We’ll see how fingerprinting and DNA testing has helped resolve wrongful convictions, but how it’s also led juries astray, with a special guest QC interrogating evidence live in the Ri Theatre, to reveal the limitations of this much-used tool of forensic science.

We’ll also look at the future of identifying the living. Sue will reveal how she’s developed a pioneering method of identifying criminals through the veins and wrinkles in their hands. And she’ll ask whether ultimately our identity is actually contained most in our memories, and whether this could ever be mapped for truly fool-proof identification.

Sue will be joined in each lecture by leading specialists such as detectives, lawyers, pathologists, and dog handlers.

About the 2022 Christmas Lecturer

Professor Dame Sue Black DBE is a forensic anthropologist, anatomist and academic and is currently the President of St John’s College Oxford, having previously been Pro-Vice Chancellor at Lancaster University where she remains a visiting professor.

She attended the University of Aberdeen where she graduated with a BSc degree with honours in human anatomy in 1982, and a PhD degree for her thesis on ‘Identification from the Human Skeleton’ in 1986.

Having been a lecturer in Anatomy at St Thomas’ Hospital between 1987 and 1992, Sue then spent a decade working for the UK’s Foreign and Commonwealth Office (FCO) and the United Nations, on the identification of victims and perpetrators of various conflicts. In 1999 she became the lead forensic anthropologist to the British Forensic Team in Kosovo and in 2003 she undertook two tours to Iraq. In 2005 Sue participated in the United Kingdom’s contribution to the Thai Tsunami Victim Identification operation as part of the 2004 Indian Ocean earthquake and tsunami international response.

Sue has been an innovator in developing techniques and building databases to confirm or disconfirm someone’s identify based on photographs of their hands or arms. This technique has become important in prosecution cases where the accused have taken photographs of their actions. In 2009, Sue used vein pattern analysis to confirm the identify of a suspect; the first time that the technique was used in a criminal conviction.

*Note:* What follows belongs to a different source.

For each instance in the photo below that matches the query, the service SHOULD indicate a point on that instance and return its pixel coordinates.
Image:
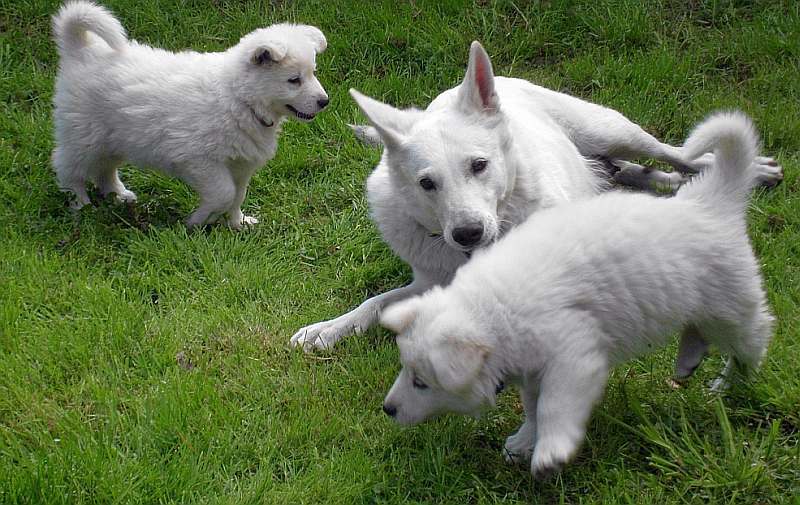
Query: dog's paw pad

As an author, Sue has published numerous works including her latest book, ‘Written in bone: Hidden stories in what we leave behind’. She was a founder of TheBritish Association for Human Identification and The British Association for Forensic Anthropology; has been elected as a Fellow of the Royal Society of Edinburgh, The Royal Anthropological Institute, The Royal College of Physicians and The British Academy; and is life-time Professor of Anatomy for the Royal Scottish Academy.

Sue is married with three children and features in a larger-than-life portrait by Ken Currie titled Unknown Man which hangs in the National Galleries of Scotland in Edinburgh, while crime writer Val McDermid used Sue as inspiration for a character in her book ‘The skeleton road’.